Consulate-General of Japan in Houston

在ヒューストン日本国総領事館

About Us
Letters and Messages

Remarks by Consul-General Nozomu Takaoka
at the 2015 Sun & Star Legacy Award Dinner in Dallas

on April 20, 2015

April 20, 2015

Thank you for the kind introduction and inviting me once again to this prestigious dinner.  I appreciate the gracious presence of Fort Worth Mayor the Honorable Betsy Price here with us, Dallas Mayor the Honorable Mike Rawlings, and Irving Mayor the Honorable Beth Van Duyne.  The personal involvement of these three great mayors in the United States to this annual event is a great sign of cooperation and respect for the importance of the Japanese-Dallas/Fort Worth and Irving exchange.

Thank you very much to the Japan America Society of Dallas/Fort Worth for organizing today’s event.  I particularly would like to thank its President, Ms. Elaine Browning for working energetically since she became President of the society last year, as well as Ms. Anne McFarland for her continually stable management of the society, including today’s event.  Thank you also to our master of ceremonies, Mr. Adam Zehner for his work to make tonight such a heartwarming event.

 I’d like to offer my continual appreciation to the Honorable Consul General of Japan Mr. John Stitch and his wife Christiana for hosting the reception again this year.

And finally I would like to thank Ambassador Thomas Schieffer and Mrs. Susanne Schieffer who were kind and generous enough to honor this important event with their presence.  Your gracious presence is always an excellent sign for Japan-Texas relations and its  promising future. 

And finally, let me offer my thanks to people like all of you from the business sector, who provide power to the main engine of this society’s important activities.

During my past year and a half as Consul General of Japan in Houston, I have said many times that there are great prospects for the successful future between Japan and Texas that are grounded upon three crucial areas;

The first area is related to Texas’s geocentric position in the United States.  Japanese companies are beginning to appreciate the importance of Texas’s strategic position in the center of nation.  A good example of this is the relocation of the Toyota headquarters to Plano.  This was announced shortly before last year’s Sun & Star Legacy dinner, however this movement is so critical, and other Japanese companies are now following Toyota’s path, that I believe it deserves mentioning again.

A second point of focus between Japan and Texas is energy.  Last year, I was present at the groundbreaking ceremonies of both the Freeport and the Cameron Liquefied Natural Gas projects.  I witnessed the groundbreaking of a CO2 capture and oil recovery project at Fort Bent County.  I also had the pleasure of accompanying a Japanese Parliamentarians’ delegation to the Barnet Shale Gas Project. Although currently there are fluctuations in oil prices, I believe that these long-term cooperative projects between Japan and Texas will continue for the benefit of both sides.

Finally, my third point brings two major Texan metropolitan areas together through the proposed High Speed Rail that will link Dallas and Houston.

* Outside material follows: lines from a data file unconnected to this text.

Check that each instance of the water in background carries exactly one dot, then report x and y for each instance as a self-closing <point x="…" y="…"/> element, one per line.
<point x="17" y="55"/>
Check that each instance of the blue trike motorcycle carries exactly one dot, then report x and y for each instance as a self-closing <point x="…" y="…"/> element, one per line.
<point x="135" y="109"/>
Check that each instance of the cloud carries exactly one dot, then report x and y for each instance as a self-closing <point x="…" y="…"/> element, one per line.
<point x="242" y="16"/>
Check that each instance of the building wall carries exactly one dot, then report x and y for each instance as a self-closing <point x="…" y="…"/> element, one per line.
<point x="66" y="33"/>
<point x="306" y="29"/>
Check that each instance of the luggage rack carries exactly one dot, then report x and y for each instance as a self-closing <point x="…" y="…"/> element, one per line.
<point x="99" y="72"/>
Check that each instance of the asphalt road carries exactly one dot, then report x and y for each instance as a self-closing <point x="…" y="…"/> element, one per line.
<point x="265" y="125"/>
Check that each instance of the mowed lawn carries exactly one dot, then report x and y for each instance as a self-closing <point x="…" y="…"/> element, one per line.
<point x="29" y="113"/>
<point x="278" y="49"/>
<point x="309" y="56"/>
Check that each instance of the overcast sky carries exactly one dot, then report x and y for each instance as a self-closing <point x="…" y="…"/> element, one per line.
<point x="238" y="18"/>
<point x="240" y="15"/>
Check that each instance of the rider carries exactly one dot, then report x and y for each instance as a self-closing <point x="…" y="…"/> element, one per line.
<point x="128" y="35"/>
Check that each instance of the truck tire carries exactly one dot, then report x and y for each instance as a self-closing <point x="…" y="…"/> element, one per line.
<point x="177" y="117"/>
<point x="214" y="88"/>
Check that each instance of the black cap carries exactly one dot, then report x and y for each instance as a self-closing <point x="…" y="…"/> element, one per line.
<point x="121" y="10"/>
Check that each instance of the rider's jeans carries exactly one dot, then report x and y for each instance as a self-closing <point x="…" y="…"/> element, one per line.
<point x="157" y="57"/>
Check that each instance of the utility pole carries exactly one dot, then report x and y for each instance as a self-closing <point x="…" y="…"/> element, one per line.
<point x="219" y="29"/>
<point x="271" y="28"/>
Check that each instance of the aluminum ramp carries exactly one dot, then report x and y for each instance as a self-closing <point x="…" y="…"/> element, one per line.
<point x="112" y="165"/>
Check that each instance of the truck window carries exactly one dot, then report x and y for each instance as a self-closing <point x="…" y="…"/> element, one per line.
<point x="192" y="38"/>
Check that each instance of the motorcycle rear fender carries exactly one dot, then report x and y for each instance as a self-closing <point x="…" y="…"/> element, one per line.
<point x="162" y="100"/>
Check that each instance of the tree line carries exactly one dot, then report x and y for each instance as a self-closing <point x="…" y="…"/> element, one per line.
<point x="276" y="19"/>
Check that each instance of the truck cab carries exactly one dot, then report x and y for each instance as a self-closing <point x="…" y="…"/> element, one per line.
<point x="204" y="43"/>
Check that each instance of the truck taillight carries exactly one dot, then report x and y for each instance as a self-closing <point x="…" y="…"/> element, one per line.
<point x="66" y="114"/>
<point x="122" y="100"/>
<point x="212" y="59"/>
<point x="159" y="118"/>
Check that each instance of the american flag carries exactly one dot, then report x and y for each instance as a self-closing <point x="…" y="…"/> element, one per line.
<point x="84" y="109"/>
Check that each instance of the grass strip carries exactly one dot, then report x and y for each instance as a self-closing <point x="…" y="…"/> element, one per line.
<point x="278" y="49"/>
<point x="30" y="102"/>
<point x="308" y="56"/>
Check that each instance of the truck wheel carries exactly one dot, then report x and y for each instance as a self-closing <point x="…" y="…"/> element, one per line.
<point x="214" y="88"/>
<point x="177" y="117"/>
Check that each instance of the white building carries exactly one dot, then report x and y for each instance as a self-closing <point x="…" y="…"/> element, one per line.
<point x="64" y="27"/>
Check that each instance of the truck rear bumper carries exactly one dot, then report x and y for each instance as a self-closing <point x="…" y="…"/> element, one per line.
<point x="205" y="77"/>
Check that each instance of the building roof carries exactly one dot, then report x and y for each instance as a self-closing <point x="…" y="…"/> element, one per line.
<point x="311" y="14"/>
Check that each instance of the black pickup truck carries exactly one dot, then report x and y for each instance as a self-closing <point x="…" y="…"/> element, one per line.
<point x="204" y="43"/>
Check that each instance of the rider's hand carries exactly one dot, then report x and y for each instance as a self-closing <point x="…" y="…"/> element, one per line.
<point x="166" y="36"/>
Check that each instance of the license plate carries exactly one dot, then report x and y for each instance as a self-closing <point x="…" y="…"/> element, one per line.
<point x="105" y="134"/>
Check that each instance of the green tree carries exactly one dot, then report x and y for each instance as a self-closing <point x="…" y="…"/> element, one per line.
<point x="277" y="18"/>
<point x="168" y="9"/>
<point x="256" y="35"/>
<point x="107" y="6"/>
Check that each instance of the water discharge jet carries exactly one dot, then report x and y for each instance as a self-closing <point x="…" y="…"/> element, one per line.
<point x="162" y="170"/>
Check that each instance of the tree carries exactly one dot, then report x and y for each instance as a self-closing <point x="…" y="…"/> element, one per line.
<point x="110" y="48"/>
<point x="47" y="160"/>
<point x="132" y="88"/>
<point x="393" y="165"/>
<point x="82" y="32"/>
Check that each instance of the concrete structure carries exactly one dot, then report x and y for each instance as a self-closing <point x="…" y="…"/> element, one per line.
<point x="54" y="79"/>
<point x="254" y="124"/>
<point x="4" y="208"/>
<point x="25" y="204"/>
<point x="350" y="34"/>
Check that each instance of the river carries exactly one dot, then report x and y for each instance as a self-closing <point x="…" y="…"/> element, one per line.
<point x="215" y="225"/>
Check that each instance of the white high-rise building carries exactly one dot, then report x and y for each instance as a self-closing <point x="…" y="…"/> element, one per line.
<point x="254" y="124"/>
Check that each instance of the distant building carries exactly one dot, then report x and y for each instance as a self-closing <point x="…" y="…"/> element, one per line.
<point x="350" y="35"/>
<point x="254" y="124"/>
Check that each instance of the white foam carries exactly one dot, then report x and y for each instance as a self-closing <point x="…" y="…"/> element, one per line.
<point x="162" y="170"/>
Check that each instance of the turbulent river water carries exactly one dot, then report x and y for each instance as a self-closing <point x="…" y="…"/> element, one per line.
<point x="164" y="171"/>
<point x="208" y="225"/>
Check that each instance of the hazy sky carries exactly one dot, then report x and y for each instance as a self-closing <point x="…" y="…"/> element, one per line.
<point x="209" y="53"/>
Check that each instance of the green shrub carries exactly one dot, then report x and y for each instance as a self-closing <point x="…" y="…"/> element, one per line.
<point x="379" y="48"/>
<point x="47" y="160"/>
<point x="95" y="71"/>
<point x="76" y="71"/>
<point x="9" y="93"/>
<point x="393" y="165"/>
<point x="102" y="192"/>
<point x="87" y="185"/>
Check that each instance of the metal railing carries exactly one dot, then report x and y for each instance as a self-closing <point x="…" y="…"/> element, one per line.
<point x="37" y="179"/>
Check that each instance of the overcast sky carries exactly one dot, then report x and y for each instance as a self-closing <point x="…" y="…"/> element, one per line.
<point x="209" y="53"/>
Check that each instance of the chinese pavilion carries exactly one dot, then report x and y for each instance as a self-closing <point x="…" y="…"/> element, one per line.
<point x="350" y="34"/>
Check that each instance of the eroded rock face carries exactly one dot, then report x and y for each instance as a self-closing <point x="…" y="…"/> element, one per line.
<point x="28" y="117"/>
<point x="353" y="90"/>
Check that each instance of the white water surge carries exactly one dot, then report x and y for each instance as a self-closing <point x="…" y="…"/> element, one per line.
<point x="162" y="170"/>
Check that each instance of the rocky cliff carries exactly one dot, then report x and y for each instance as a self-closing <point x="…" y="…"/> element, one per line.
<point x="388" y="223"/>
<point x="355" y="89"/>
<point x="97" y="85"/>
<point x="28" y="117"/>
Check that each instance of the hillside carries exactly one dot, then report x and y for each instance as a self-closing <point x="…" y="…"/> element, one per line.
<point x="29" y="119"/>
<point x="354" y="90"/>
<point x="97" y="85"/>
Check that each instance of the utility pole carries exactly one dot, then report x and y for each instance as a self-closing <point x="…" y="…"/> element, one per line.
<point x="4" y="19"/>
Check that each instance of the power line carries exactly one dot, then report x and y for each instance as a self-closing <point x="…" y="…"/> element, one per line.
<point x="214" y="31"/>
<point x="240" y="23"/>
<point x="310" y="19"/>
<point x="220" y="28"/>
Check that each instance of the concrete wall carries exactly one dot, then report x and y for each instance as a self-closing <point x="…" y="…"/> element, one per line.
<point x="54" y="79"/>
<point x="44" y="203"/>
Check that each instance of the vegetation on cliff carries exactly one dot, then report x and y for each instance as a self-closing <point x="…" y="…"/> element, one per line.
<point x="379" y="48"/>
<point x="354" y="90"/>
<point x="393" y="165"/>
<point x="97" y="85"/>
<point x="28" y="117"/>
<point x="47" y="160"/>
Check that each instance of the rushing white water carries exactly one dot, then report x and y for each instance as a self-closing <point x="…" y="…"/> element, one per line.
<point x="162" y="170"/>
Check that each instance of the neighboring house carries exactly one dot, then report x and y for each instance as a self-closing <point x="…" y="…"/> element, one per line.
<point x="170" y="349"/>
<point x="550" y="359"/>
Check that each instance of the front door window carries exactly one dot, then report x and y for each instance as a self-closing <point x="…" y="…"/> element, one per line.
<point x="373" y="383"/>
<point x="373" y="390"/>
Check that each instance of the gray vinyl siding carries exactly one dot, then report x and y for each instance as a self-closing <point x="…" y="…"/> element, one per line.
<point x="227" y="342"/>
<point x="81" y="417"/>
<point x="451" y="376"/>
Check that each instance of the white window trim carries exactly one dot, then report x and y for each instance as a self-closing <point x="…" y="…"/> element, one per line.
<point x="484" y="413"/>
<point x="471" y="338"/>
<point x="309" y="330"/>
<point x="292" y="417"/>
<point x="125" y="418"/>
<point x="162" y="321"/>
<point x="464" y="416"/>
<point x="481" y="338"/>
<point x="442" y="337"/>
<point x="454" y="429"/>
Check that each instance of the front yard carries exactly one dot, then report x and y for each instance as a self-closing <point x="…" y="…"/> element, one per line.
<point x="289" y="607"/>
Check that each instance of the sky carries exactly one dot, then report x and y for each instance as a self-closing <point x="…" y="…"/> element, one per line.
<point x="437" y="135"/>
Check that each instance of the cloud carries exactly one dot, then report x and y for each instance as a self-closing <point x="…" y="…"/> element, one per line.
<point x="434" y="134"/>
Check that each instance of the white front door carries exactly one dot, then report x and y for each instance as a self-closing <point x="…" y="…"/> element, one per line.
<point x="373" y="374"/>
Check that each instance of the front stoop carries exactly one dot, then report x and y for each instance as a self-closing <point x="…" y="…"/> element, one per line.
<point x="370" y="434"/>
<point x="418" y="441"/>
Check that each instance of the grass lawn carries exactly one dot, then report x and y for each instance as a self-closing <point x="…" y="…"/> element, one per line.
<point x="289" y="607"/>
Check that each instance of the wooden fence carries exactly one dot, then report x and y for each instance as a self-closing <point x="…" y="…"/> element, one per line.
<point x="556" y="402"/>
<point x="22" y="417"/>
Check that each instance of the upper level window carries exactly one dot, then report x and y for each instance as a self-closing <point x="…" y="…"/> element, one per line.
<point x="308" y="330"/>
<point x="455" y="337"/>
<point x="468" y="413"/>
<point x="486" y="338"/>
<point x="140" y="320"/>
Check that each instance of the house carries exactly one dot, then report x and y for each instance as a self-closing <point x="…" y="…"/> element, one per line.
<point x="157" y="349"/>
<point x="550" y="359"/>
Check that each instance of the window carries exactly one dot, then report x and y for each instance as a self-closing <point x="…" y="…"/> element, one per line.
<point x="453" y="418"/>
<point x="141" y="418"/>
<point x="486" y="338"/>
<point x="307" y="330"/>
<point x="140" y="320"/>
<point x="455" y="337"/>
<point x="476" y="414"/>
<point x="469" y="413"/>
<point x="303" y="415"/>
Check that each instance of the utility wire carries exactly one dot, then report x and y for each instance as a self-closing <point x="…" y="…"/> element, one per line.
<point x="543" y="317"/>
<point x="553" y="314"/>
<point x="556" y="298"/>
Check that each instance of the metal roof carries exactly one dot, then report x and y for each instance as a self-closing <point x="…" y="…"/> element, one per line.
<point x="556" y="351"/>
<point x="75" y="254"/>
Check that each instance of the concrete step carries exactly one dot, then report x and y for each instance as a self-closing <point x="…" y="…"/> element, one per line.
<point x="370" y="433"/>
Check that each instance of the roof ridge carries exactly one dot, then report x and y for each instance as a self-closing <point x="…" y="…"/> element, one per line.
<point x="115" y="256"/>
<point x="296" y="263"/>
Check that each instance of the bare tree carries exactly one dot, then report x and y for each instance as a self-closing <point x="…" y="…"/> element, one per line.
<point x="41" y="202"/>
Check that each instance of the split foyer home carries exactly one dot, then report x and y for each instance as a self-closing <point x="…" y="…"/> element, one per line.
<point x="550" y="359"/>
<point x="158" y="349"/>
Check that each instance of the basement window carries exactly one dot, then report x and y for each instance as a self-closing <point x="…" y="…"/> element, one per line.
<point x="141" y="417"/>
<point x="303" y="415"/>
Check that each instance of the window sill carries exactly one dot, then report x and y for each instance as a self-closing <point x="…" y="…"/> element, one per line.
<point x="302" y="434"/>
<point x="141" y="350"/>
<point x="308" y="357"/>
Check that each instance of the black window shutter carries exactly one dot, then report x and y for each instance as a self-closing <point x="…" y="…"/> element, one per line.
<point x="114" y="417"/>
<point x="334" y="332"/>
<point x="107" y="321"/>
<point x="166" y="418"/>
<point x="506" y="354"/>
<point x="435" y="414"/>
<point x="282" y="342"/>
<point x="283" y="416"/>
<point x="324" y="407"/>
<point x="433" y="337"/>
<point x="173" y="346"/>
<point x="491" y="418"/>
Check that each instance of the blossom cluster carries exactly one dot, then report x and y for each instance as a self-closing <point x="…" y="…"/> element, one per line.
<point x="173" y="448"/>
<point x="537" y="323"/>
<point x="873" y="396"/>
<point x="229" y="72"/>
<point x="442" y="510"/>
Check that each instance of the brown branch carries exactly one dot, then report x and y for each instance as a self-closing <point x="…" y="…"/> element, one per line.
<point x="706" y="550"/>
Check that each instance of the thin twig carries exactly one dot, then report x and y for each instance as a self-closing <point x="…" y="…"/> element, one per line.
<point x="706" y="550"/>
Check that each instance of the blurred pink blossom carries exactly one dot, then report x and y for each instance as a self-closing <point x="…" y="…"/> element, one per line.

These are the three main pillars which show even the future is bigger for Japan and Texas relations.

All those who have kindly gathered here tonight are exactly the type of leaders who have the power to turn these promising predictions of growth into a reality.  I’m very happy and proud to say that no one from the Japanese side has displayed such a thoughtful and imaginative initiative and a strong leadership more than Chairman Yoshiyuki Kasai of Central Japan Railway. I would like to take this opportunity to commend his most inspiring contribution to the Japan-Texas cooperation.

Another thing I often say is that Texas represents a happy marriage of economic prosperity, cultural beauty and international diversity.  It is in that where Ann and Gabriel Barbier-Mueller have enhanced Texas’s gifts with their museum and the Samurai Collection.  Such exquisite pieces paired together as their museum has done are rare to see in one place even in Japan.  I am so glad that thanks to them Japanese art and history has become a part of the prosperous international culture of Dallas/Fort Worth.

In gratitude to all those honored tonight and for everyone else who could join us this evening, I propose a toast to the success of many cooperative ventures between Japan and Texas, large-scale, small-scale, long-term, short-term, and to the great future ahead for Japan and Texas and the United States, and to great prosperity and happiness for everyone.